September 23, 2007

My little bit of recent media enjoyment...

It's been a busy start to the school year what with the full-time website duties, three preps at school, a sixth class about to start, and all, so I haven't had much of a chance to read, see, or listen to loads of stuff. I do have a couple of recent media encounters, however, that I'd like to point out.

First up is the new film from David Cronenberg, Viggo Mortensen, and Naomi Watts - Eastern Promises. The film is an impressive turn from all involved, telling the story of an innocent British doctor (Watts) who finds herself brushing a little too closely to the world of Russian organized crime in London. Mortensen plays the crime family's driver/undertaker/jack of all trades. He is a friend and underling to the family's son, played very well by Vincent Cassel.

The film is excellent, incredibly well acted, but not for everyone. Promises is dark, violent, and at times, thoroughly gruesome. We see fingers cut off, throats slit (with copious blood both times), knives wielded in a fight, and even an eye stabbed in desparation. People in the theater with me gasped and groans as the violence was very much shown with no glorifying angles or majestic soundtrack. And there is nudity - nothing flattering, no soft focus either on the teen prostitute from one scene or on Viggo's fully nude, tatooed body.

In the course of the film's hundred minutes, very little light comes into the films world, shot with little light and using London's old, dour character as a strong setting for the displaced Russian gangsters. Their actions are dark. Their memories of the homeland are tinged with exiles in Siberia, horror at the KGB's actions, and unrelenting violence in dealing with their new, strongly insular community. Into this tight family comes a blonde, waifish doctor with a Russian heritage of her own, not knowing the world into which she's falling. Her intervention causes a number of ripples as the father of the family - a brilliant, stoic, nostalgic part played by Aleksandar Mikic - attempts to hold onto his position of power.

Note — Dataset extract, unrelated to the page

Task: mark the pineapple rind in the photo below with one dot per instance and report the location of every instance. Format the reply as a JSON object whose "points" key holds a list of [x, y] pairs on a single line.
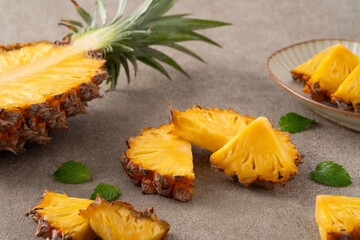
{"points": [[119, 220], [152, 181], [32, 123], [58, 219], [248, 158], [338, 217]]}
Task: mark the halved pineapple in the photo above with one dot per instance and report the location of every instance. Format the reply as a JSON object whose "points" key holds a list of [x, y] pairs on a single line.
{"points": [[258, 154], [120, 221], [208, 128], [334, 68], [347, 96], [304, 71], [41, 85], [160, 163], [58, 217], [338, 217]]}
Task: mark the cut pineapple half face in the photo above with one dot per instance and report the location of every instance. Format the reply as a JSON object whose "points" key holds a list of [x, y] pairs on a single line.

Luckily it does turn out that there is a hero within the family, if only he is given enough of a chance to so his small good deeds.

The filmmakers have crafted an excellently tense film that doesn't resolve the main storyline until the last possible moment and that leaves us uncertain of just where the family will be heading by the finale. The darkness, at times, threatens to overwhelm the characters as well as the film itself, but that doesn't ever take anything from the film. They have made a marvelous gangster movie set in an unexpected location.

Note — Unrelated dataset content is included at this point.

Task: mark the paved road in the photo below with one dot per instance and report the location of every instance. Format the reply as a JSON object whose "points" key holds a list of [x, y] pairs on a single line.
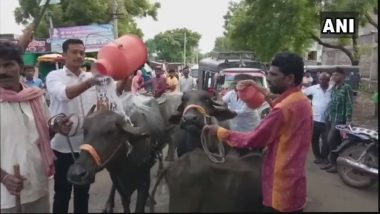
{"points": [[326, 192]]}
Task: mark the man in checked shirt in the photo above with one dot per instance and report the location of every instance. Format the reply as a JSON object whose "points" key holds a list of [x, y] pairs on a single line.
{"points": [[338, 112]]}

Check out the trailer here and lots of mostly-positive reviews here.


Earlier this year I took a read through the first volume of Bill Willingham's Fables series. I wasn't too impressed, but the strong reviews continued to bumble across my browser, so i'm now working my way through the volumes that PLCH has on the shelves. Now, four volumes in (and waiting on the next two), I'm far more impressed with the series as a whole.

Willingham's opener didn't do much more than set the scene, introducing most of the main characters and giving us a general view of each of their personalities. In the subsequent volumes, however, the scope of the whole tale has begun to be revealed as the Fables community views themselves as a community of exiles from the Homelands, chased out by the Adversary (yet to be revealed in my reading of the series, but knwown to me thanks to Wikipedia.) Some of the Fables believe that they should be preparing to return and take back the Homeland while others are happy enough to live in their new community (a few blocks in downtown New York and a farm in upstate New York for the less human-looking Fables).

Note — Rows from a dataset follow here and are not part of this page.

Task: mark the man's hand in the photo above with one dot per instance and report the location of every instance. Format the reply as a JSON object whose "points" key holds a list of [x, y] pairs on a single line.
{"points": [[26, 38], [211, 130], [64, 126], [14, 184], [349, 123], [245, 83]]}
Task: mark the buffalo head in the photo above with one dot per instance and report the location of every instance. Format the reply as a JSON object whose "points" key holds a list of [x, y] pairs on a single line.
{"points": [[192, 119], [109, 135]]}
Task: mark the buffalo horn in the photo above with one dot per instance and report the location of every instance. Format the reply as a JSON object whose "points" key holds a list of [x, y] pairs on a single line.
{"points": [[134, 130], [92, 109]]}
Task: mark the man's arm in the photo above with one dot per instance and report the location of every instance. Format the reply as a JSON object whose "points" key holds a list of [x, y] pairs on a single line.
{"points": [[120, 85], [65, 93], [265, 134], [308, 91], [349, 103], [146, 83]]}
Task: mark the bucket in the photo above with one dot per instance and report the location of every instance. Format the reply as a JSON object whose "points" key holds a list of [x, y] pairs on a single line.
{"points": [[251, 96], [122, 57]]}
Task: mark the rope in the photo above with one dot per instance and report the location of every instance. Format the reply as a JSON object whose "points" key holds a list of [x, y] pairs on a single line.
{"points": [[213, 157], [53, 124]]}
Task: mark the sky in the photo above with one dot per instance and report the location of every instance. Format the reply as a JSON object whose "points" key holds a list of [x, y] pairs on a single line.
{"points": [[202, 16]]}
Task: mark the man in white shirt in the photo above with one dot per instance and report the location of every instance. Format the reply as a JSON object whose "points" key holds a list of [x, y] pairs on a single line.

Willingham has said in interviews here and there that he sees much of the Fables tale as an analogy for the story of Israel, and catching that fact (again, from Wikipedia) has made my reading of the series much richer, allowing me to read on an entirely new level. I am now fully impressed with the series and am looking forward to getting to the next half dozen volumes.

3 comments:

achilles3 said...

im real pumped to see this...ever since I saw A History of Violence im a big Viggo fan.

TL said...

I've read the first three or four volumes of Fables (lost track, seeing as how incredibly busy and important I am), and I've enjoyed them so far, but then I tend to enjoy a lot of what Vertigo puts out. What would you recommend for a reader such as myself? Would you be willing to make a top ten list for the readers who enjoy a darker vein of comics? Feel free to mention authors in place of actual novels to avoid repeating (Alan Moore, Neil Gaiman kind of chaps).
I'd love to see your choices.

Katydid said...

i liked Eastern Promises a lot, although i thought it was a lesser film than A History of Violence. however, it was also a very different film.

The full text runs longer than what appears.